I’ve made a good start on the second B&C but I’m going to have to shelve it until I return. I had hopes of at least finishing the first draft before we head home but I forgot to factor in the World Cup to my ‘author year’. Watching three matches a night in my time zone is taking its toll on my creativity and energy. Again, it’s a choice and one I’m happy to make.
My realistic predictions for the next ‘author year’ are not particularly encouraging, but it’s best to face up to them and get used to them rather than live in denial. That won’t be helpful, and life can be tough enough without creating additional pressures for oneself.
I start at a new school in September. I’ve walked to work for the last five years and that’s been worth its weight in gold to me as an author and a human being. The new job is an hour’s commute away…by bus. The fact that I’ve done that to my working day is a reflection of how bitterly disappointed I have been with the new administration at my ‘old’ school this year. I’m leaving behind some wonderful colleagues and brilliant students. I’m also leaving behind a position and routine that provided me the opportunity to find time to write. I don’t anticipate that at my new school I’ll find half the time I had here.

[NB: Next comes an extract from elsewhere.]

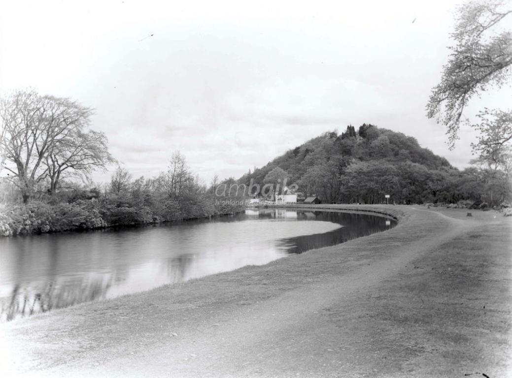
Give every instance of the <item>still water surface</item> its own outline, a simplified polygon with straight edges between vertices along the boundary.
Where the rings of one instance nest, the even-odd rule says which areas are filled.
[[[283,209],[123,230],[0,239],[0,321],[119,296],[382,231],[366,214]]]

Those familiar with this blog will know that I started writing when I came to Turkey five years ago. I’ve written eight books while I’ve been working at this school. (Not during lessons, of course, I mean in my time here.) I can still remember banging away on the first Acer Sansom – the first book I wrote – on the school computer, which kept crashing, in the old staffroom in my free periods. Before I started carrying my laptop to school every day I was always trying to find a computer that worked to practice my hobby. There probably isn’t a computer here that doesn’t have a chapter or two of something I’ve written on its hard-drive. I feel quite nostalgic about the technology here, which is quite appropriate seeing as most of it is from another age.

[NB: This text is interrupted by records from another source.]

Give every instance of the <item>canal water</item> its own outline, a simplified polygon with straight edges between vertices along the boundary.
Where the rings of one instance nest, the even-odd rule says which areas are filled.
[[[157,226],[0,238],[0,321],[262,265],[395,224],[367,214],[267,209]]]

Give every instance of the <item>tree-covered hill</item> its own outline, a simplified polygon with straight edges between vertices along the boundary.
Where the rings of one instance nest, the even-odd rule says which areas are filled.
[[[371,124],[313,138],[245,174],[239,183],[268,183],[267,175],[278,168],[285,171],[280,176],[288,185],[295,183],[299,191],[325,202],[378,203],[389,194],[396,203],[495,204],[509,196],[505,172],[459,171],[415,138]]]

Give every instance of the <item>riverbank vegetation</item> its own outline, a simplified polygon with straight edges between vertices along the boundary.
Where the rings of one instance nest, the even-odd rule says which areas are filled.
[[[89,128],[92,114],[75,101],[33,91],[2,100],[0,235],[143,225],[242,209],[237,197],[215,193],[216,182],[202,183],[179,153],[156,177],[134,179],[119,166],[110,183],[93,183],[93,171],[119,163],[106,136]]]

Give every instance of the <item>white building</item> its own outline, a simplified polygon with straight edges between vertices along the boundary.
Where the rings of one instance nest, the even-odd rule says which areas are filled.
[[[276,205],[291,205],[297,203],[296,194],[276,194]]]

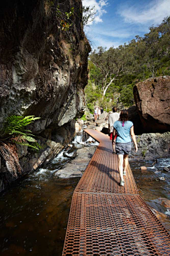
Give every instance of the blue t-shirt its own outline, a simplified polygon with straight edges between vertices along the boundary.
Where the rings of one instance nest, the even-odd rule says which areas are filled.
[[[133,123],[131,121],[126,121],[124,122],[124,127],[123,126],[122,121],[116,121],[113,127],[117,132],[117,138],[115,142],[118,143],[128,143],[131,142],[130,128],[133,126]]]

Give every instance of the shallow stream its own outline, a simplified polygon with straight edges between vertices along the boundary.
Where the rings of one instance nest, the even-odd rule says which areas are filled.
[[[1,255],[62,255],[72,196],[79,178],[59,179],[54,172],[69,161],[62,153],[48,169],[27,175],[1,195]],[[164,213],[164,208],[157,206],[154,200],[170,199],[170,173],[162,171],[164,164],[170,166],[170,159],[159,160],[154,168],[140,171],[141,166],[152,164],[130,164],[142,197]],[[159,181],[161,176],[165,181]],[[169,213],[166,215],[163,224],[170,232]]]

On top of my new working life, my son is growing up – he was three this week – and becoming more demanding. Like Elton sang about Mars, Istanbul is not a place to raise your kids. We live in an apartment, which, like most apartment blocks in Istanbul has no play area or garden to speak of. The nearest park to us is a twenty minute speed-walk away. My usual routine is to come in from work, put his reins on him and go there for an hour or two each evening after school. (Coming from a rural area, I can’t bear to think of him not having the space and opportunity for outside play in his day.) This coupled with my new commute, I can see myself getting less time to write at home in the evenings and weekends. I won’t ignore my parental responsibilities with him just so that I can write. I wouldn’t want to. It’s a choice I’m happy to make.
This will be my last blog-post for the ‘year’. That’s something else I won’t be killing myself over while on holiday.
I’d like to take this seasonal opportunity to offer my sincere and heartfelt thanks and appreciation to all my readers for their interest, downloads and support of my writing. It’s worth repeating: writers are nothing without readers. I’d also like to say a public and huge thank you to Martin, my gentleman friend, who has worked with me on the Acer books, the fourth R&M and the B&C. Through his diligent proofreading and editorial suggestions my writing has achieved a much more polished and professional finish – absolutely necessary as a self-publisher if one is to continue to attract readers and maintain their interest.
Have a great summer everyone and I look forward to further communication with you all next ‘year.’